MemClaw / docs
Integrations

LangChain

Give a LangChain or LangGraph agent persistent, governed memory with MemClaw — over MCP or the REST API.

MemClaw is framework-agnostic: it speaks MCP and plain REST. There are two clean ways to give a LangChain (or LangGraph) agent long-term memory with it.

MemClaw is MCP-native, so the simplest path is to load its memclaw_* tools straight into your agent with langchain-mcp-adapters.
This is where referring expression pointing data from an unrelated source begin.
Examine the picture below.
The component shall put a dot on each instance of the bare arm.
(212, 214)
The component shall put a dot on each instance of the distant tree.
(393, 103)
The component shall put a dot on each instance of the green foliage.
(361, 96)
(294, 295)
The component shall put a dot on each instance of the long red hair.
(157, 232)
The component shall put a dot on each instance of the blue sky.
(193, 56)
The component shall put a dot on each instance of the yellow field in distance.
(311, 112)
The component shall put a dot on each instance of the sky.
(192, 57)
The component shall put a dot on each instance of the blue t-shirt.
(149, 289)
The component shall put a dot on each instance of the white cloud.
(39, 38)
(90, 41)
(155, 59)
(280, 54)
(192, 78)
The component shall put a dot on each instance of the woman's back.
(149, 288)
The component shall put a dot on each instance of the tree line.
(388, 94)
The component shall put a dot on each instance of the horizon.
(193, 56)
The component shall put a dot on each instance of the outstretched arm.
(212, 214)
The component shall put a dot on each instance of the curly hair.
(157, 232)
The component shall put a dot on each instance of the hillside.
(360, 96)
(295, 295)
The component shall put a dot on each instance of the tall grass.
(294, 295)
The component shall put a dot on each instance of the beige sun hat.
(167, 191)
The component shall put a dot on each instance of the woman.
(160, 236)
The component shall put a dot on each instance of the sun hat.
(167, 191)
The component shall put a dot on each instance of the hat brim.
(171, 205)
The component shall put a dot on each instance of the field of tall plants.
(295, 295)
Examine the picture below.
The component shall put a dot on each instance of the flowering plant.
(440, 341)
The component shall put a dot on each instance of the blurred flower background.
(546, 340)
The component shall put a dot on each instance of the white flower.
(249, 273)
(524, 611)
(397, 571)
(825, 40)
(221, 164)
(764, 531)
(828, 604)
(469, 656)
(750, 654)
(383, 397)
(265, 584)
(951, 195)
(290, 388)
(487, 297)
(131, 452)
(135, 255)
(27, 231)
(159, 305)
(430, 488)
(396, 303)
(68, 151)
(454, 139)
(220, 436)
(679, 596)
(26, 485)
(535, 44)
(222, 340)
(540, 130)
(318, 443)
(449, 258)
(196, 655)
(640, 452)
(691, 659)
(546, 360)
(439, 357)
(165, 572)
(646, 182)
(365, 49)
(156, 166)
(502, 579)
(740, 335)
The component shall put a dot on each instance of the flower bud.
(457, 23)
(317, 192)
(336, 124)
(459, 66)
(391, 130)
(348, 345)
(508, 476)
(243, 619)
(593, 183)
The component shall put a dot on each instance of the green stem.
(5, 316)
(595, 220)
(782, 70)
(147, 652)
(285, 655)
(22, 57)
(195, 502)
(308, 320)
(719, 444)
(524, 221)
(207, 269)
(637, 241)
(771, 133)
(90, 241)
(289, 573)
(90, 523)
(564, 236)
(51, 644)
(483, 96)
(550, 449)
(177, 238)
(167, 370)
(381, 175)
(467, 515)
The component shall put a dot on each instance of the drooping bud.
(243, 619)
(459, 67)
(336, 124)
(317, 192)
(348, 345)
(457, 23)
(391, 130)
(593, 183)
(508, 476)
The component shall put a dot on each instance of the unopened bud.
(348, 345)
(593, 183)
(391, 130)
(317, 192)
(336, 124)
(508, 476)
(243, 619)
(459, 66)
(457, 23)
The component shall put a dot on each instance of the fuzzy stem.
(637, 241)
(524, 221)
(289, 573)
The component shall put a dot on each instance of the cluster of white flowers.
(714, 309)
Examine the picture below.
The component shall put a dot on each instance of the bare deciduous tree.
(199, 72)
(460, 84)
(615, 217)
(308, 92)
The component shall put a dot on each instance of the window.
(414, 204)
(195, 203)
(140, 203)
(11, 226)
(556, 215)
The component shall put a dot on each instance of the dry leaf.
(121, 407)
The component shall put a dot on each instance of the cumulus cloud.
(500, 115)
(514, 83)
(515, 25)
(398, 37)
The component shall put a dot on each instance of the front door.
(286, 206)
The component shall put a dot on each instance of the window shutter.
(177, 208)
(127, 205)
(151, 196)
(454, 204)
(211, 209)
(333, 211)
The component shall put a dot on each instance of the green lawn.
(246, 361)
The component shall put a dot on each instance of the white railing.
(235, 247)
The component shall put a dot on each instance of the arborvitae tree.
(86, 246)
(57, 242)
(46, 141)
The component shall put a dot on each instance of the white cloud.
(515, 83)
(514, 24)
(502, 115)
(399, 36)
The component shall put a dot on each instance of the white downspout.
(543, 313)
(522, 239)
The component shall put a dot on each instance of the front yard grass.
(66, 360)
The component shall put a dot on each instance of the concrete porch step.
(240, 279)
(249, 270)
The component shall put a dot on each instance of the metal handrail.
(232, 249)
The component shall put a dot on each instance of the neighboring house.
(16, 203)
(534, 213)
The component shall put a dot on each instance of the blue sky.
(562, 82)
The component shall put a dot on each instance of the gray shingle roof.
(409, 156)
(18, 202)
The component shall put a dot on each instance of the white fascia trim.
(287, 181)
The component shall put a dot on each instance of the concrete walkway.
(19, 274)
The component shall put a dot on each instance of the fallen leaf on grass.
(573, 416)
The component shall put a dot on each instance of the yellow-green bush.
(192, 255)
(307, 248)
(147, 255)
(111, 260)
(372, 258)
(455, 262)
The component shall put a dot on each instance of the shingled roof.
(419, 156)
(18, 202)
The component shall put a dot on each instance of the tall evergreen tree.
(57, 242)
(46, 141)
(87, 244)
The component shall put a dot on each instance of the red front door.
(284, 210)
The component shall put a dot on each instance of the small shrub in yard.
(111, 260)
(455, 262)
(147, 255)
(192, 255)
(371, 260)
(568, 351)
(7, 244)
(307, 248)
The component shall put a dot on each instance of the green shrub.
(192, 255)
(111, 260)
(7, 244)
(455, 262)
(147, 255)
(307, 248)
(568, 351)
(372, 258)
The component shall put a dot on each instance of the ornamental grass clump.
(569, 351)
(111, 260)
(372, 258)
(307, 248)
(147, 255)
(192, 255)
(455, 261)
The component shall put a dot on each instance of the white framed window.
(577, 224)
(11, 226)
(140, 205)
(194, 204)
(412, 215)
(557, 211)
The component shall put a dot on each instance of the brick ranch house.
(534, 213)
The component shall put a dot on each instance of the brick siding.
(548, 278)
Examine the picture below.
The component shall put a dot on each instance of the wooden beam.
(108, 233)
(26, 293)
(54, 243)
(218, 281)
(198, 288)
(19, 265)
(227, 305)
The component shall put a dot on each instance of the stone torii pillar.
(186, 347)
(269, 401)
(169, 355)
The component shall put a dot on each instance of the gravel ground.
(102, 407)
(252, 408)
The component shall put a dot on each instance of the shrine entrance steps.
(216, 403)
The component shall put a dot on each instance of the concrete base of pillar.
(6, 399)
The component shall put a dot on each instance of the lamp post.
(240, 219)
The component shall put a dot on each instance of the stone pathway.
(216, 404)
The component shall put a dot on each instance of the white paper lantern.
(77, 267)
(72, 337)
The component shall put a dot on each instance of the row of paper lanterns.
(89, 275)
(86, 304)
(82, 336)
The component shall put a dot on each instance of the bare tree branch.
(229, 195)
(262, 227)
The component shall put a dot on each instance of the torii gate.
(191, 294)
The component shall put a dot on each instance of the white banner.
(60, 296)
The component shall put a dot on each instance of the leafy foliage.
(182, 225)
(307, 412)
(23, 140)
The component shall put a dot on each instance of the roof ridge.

Your agent gets the full surface — memclaw_write, memclaw_recall, memclaw_manage, and the rest — with no glue code per tool.

pip install langchain-mcp-adapters langgraph "langchain[openai]"
import asyncio
from langchain_mcp_adapters.client import MultiServerMCPClient
from langgraph.prebuilt import create_react_agent

client = MultiServerMCPClient({
  "memclaw": {
      "url": "https://memclaw.net/mcp",
      "transport": "streamable_http",
      # Use an agent-scoped key in production (see Per-agent keys below).
      "headers": {"X-API-Key": "mc_xxx"},
  }
})

async def main():
  tools = await client.get_tools()              # all memclaw_* tools
  agent = create_react_agent("openai:gpt-4o", tools)
  result = await agent.ainvoke({
      "messages": [{"role": "user", "content": "Remember that our Q3 revenue target is $4M, then tell me what it is."}]
  })
  print(result["messages"][-1].content)

asyncio.run(main())

Option B — over REST (no MCP)

If you'd rather not run an MCP client, wrap MemClaw's two core endpoints — POST /api/v1/memories and POST /api/v1/recall — as ordinary LangChain tools.

pip install langchain langchain-openai requests
import requests
from langchain_core.tools import tool

MEMCLAW_URL = "https://memclaw.net"
HEADERS = {"X-API-Key": "mc_xxx"}
TENANT = "my-team"

@tool
def remember(content: str) -> str:
  """Persist a fact to long-term memory for later recall."""
  r = requests.post(
      f"{MEMCLAW_URL}/api/v1/memories",
      headers=HEADERS,
      json={"tenant_id": TENANT, "agent_id": "langchain-agent", "content": content},
  )
  r.raise_for_status()
  return "saved"

@tool
def recall(query: str) -> str:
  """Search long-term memory for facts relevant to the query."""
  r = requests.post(
      f"{MEMCLAW_URL}/api/v1/recall",
      headers=HEADERS,
      json={"tenant_id": TENANT, "query": query},
  )
  r.raise_for_status()
  return r.text

Bind the tools to any LangChain agent or LangGraph create_react_agent the same way you would any other tool:

from langgraph.prebuilt import create_react_agent

agent = create_react_agent("openai:gpt-4o", [remember, recall])

Always pass a real agent_id (the REST example uses "langchain-agent"). The reserved default identity is rejected server-side, so writes silently no-op without one. For anything beyond a prototype, give each agent its own agent-scoped credential — see Per-agent keys — so trust gating, fleet membership, and per-agent keystones apply.

Where memory lives

Both paths write to the same governed store: every memory is enriched, scoped, and audit-logged. Recall returns the relevant slice rather than the full history, which is what keeps token cost flat as the conversation grows. See Memory Pipeline for what happens between write and a memory becoming recallable.